-Last weekend, we joined with thousands of others to once again protest the School of the Assassins at Ft. Benning, Columbus, GA. The weekend of moving testimony, music, puppetry & activism ended with a powerful mass die-in on the street outside the US Army base. And the next day--with decidedly cowardly timing--the Vatican announced that it had dismissed from the priesthood the founder of the SOAW movement, Father Roy Bourgeois, for his support of gender equality in the Catholic Church.
In our Dec 2008 enewsletter, we wrote:
The Friday of this year's vigil was also the day that SOAW founder, Fr. Roy Bourgeois, was to be excommunicated from the Catholic Church. Not for standing up to the military or to the US government, for that matter, but for participating in a Mass to ordain a woman priest.
Fr. Roy delivered the homily at that ceremony in August, saying:
"Sexism is a sin. . . The hierarchy will say, 'It is the tradition of the church not to ordain women.' I grew up in a small town in Louisiana and often heard, 'It is the tradition of the South to have segregated schools.' It was also 'the tradition' in our Catholic church to have the Black members seated in the last five pews of the church. No matter how hard we may try to justify discrimination, in the end, it is always wrong and immoral."
In October, the church hierarchy sent Fr. Roy a letter demanding he recant his position or be excommunicated. But, Fr. Roy didn't back down. He wrote a letter in response and he and others have pointed out the disturbing fact that, while it took the Vatican twelve years to begin to respond to the sexual abuse of nearly 5,000 children by US priests (with none of the priests, nor the bishops who remained silent about the abuse, being excommunicated) it took only three months for the Vatican to respond to Fr. Roy's support of women's ordination with the threat of excommunication.
Fr. Roy's letter has now been turned into a book. Read it online then show your solidarity and sign the pledge "I Stand With Father Roy."

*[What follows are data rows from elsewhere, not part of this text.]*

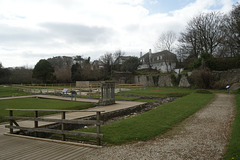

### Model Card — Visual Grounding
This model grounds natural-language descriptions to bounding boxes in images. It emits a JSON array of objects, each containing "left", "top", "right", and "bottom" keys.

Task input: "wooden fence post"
[
  {"left": 9, "top": 110, "right": 13, "bottom": 134},
  {"left": 97, "top": 112, "right": 101, "bottom": 146},
  {"left": 34, "top": 111, "right": 38, "bottom": 137},
  {"left": 62, "top": 112, "right": 66, "bottom": 141}
]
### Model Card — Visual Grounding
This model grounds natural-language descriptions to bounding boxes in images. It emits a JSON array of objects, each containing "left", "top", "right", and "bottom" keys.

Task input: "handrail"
[
  {"left": 5, "top": 108, "right": 105, "bottom": 112},
  {"left": 5, "top": 109, "right": 105, "bottom": 145}
]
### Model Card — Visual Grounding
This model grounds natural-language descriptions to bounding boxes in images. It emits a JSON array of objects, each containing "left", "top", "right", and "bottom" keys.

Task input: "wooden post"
[
  {"left": 34, "top": 111, "right": 38, "bottom": 137},
  {"left": 9, "top": 110, "right": 13, "bottom": 134},
  {"left": 97, "top": 112, "right": 101, "bottom": 146},
  {"left": 62, "top": 112, "right": 66, "bottom": 141}
]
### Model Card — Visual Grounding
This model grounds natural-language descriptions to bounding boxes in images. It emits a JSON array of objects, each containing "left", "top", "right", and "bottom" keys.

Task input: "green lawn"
[
  {"left": 0, "top": 85, "right": 27, "bottom": 97},
  {"left": 224, "top": 94, "right": 240, "bottom": 160},
  {"left": 0, "top": 98, "right": 95, "bottom": 122},
  {"left": 117, "top": 87, "right": 194, "bottom": 97},
  {"left": 75, "top": 93, "right": 214, "bottom": 144}
]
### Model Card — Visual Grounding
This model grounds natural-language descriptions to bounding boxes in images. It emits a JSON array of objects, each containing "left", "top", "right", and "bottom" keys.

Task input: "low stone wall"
[{"left": 134, "top": 75, "right": 173, "bottom": 87}]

-And, we continue to have cautious optimism that the uneasy cease-fire between Israel & Hamas will hold. And we were heartened to hear Secretary of State Clinton's words: "There is no substitute for a just and lasting peace. Now that there is a cease-fire, I am looking forward to working with the foreign minister and others to move this process." Perhaps the first time we've heard "just peace" used by a US official.